ZEF (ZHUMA’S E-GOVERNMENT FRAMEWORK)
Untuk lingkungan terdistribusi, SOA dan BPM mendukung aplikasi-aplikasi internal dan eksternal sebuah platform teknologi terdistribusi di dalam lingkungan terdistribusi suatu perusahaan. Dalam lingkungan terdistribusi, suatu mekanisme terdistribusi diperlukan untuk memisahmisahkan informasi dalam berbagai area pada suatu perusahaan secara mudah dan efektif [16]. Faktor-faktor seperti reusability dan loose coupling dibutuhkan untuk membangun sebuah lingkungan terdistribusi yang kokoh [6][8][9][16]. Teknologi integrasi haruslah tidak mengikat aplikasi-aplikasi dan sumber daya yang membentuk suatu proses, jika tidak logika proses tersebut akan menjadi “hardcoded” di dalam platform teknologi tersebut, dengan konsekuensi, segala perubahan yang terjadi akan menghabiskan biaya yang mahal (ini berarti tujuan dari BPM telah gagal). Pada saat inilah SOA dilibatkan. SOA mempunyai kemampuan teknis untuk membuat proses tersebut independen. Proses bisnis yang dimodelkan dengan BPM dapat dengan cepat diimplementasikan dengan media infrastruktur SOA. Berdasarkan penelitian terdahulu, sejauh ini, belum ada penelitian yang mensinergikan SOA dan BPM untuk mengkaji bagaimana menyediakan dan mengelola component yang common dan spesifik [6][8][9]. ZEF Framework ditemukan oleh Fajar dkk pada tahun 2012, diinspirasi dari game yang berasal dari Arab yang bernama ZUMA yang dapat secara fleksibel untuk mendapatkan pattern baru [6][8][9]. ZEF Framework ini terdiri dari legacy layer, component layer, technical layer and business layer. Legacy layer terdiri dari aplikasi, database dan proses bisnis[6][8][9]. Component layer berfungsi untuk mengklasifikasikan business services. Technical layer berfungsi untuk integration dan orchestration business services. Business layer berfungsi untuk monitoring dan optimasi business services[6][8][9]. Identifikasi dan klasifikasi business services direpresentasikan dengan feature model. Business Layer merupakan layer yang melandasi regulasi pemerintah. Regulasi pemerintah ini digunakan untuk melandasi pembuatan BPM (Business Process Model). Proses pembuatan BPM mengacu kepada regulasi pemerintah yang terkait dengan domain dan tema. Regulasi pemerintah yang dipilih akan ditelusuri pasal demi pasal untuk mendapatkan subjek dan aktifitas serta participant yang terlibat. Setelah BPM terbentuk, SOA diperlukan untuk menjadi enabler-nya ZEF Framework dituangkan dalam Gambar 1.
H-20
ISSN: 1907 - 5022
Aplikasi dikatakan common jika fungsi dan fitur yang ada kurang lebih sama untuk semua pemerintah daerah [16]. Adapun cirinya adalah, jika fungsi dan fitur tersebut biasanya merujuk ke hukum dan peraturan perundang-undangan yang dikeluarkan oleh pemerintah pusat [16]. Aplikasi dikatakan spesifik, jika fungsi yang ada biasanya merujuk ke Peraturan Daerah setempat, atau bahkan tidak ada rujukan hukum dan peraturan perundang-undangannya [16]. Di dalam ZEF Framework, aplikasi yang dibangun harus berdasarkan BPM yang didapat regulasi pemerintah.

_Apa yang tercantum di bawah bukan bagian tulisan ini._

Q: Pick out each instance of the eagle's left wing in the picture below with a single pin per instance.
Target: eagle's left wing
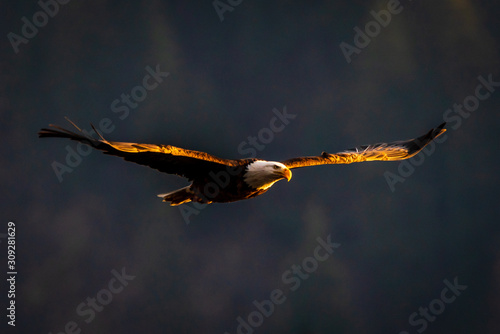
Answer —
(398, 150)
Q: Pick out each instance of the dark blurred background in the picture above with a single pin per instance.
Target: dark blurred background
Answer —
(227, 71)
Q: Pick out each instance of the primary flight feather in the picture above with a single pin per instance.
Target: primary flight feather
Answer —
(228, 180)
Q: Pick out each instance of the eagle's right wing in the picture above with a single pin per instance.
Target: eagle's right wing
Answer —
(165, 158)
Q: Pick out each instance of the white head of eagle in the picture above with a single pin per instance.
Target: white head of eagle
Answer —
(262, 174)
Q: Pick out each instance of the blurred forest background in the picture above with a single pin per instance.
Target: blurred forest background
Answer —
(225, 77)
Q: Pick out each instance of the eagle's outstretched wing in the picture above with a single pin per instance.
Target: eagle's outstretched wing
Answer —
(398, 150)
(165, 158)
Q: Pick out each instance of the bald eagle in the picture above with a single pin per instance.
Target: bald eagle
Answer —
(228, 180)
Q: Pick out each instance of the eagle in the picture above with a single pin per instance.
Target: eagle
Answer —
(217, 180)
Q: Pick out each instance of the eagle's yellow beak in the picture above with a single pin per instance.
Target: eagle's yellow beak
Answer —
(287, 174)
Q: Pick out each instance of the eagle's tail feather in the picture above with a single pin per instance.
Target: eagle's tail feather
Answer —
(178, 196)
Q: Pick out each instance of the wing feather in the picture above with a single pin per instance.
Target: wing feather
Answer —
(398, 150)
(165, 158)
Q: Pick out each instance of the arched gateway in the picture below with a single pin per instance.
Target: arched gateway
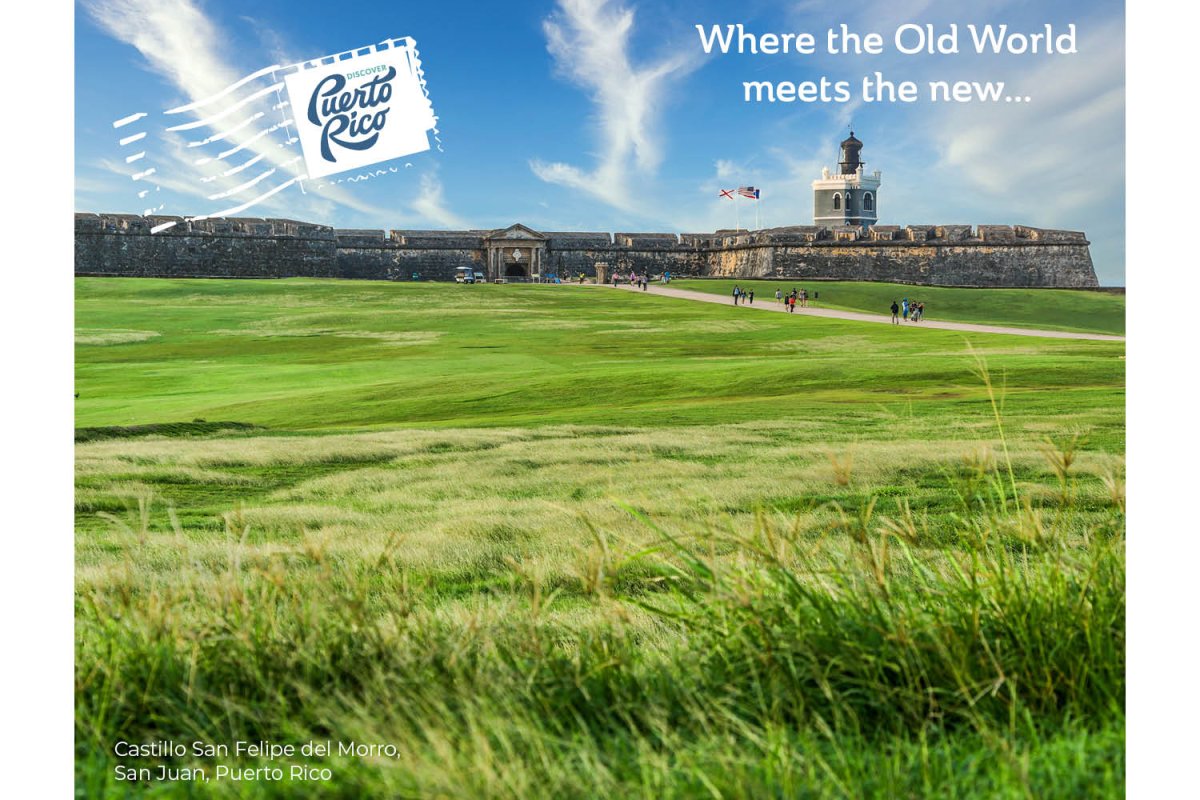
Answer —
(515, 253)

Gambar 1. ZEF Framework [6][8]
IV.
PENERAPAN ZEF FRAMEWORK
ZEF Framework yang ditemukan oleh [6][8][9], akan diujicoba pada domain keuangan daerah dan budgeting. Penerapan ZEF Framework diharapkan dapat menghasilkan Sistem e-government yang saling bersinergi antara satu dengan yang lainnya (interoperabilitas) [6][8][9], antara Pemerintah Pusat dan Daerah, antara lembaga Pemerintah Pusat, juga seluruh potensi yang ada di pemerintah Republik Indonesia. Kondisi nyata yang dihadapi pada saat ini adalah sudah adanya berbagai jenis dan spesifikasi teknologi yang dipergunakan oleh masing-masing instansi pemerintah[8][16]. Penetapan kebijakan untuk menerapkan teknologi tertentu dalam implementasi e-government akan berdampak luas terhadap investasi yang telah dikeluarkan oleh masing-masing instansi[8][9][16]. Hal ini dapat menimbulkan pemborosan yang sangat besar dan merugikan keuangan negara secara keseluruhan. Kebutuhan akan integrasi data dan informasi merupakan suatu keharusan Salah satu Standar Kebutuhan Sistem Aplikasi yang harus dipenuhi oleh setiap sistem aplikasi e-Government adalah menjamin bahwa sistem aplikasi akan dapat dengan mudah dilakukan penambahan fitur . Skema penerapan konsep ZEF Framework dituangkan dalam Gambar 2 di bawah ini :
Sinergitas antara bisnis dengan IT terlihat pada Gambar 3. dibawah ini yang memperlihatkan bahwa SOA dapat membantu untuk menghasilkan aplikasi yang memiliki kemampuan untuk reusable business services. Sebelum adanya SOA, pengembangan aplikasi yang dilakukan belum dapat melakukan shared services. Aplikasi dikembangkan secara parsial dan terpulau-pulau yang dapat dikatakan dengan island applications. Aplikasi juga belum dapat di composite karena masing-masing aplikasi tergantung berdasarkan fungsi bisnis yang mengakibatkan proses data repository menjadi kusut. Dengan adanya SOA, proses bisnis dapat dijadikan business services dan dilakukan composite sehingga dapat dijadikan shared services. Hal ini menyebabkan business services dapat di reuse untuk menghilangkan kekusutan proses data repository. Sinergi antara BPM dan SOA secara konkrit dapat direpresentasikan sebagai berikut : BPM adalah representasi dari dokumen regulasi pemerintah. Dokumen regulasi pemerintah dapat diekstrak dengan menggunakan prosedur yang berfungsi untuk konversi dokumen regulasi pemerintah menjadi BPM.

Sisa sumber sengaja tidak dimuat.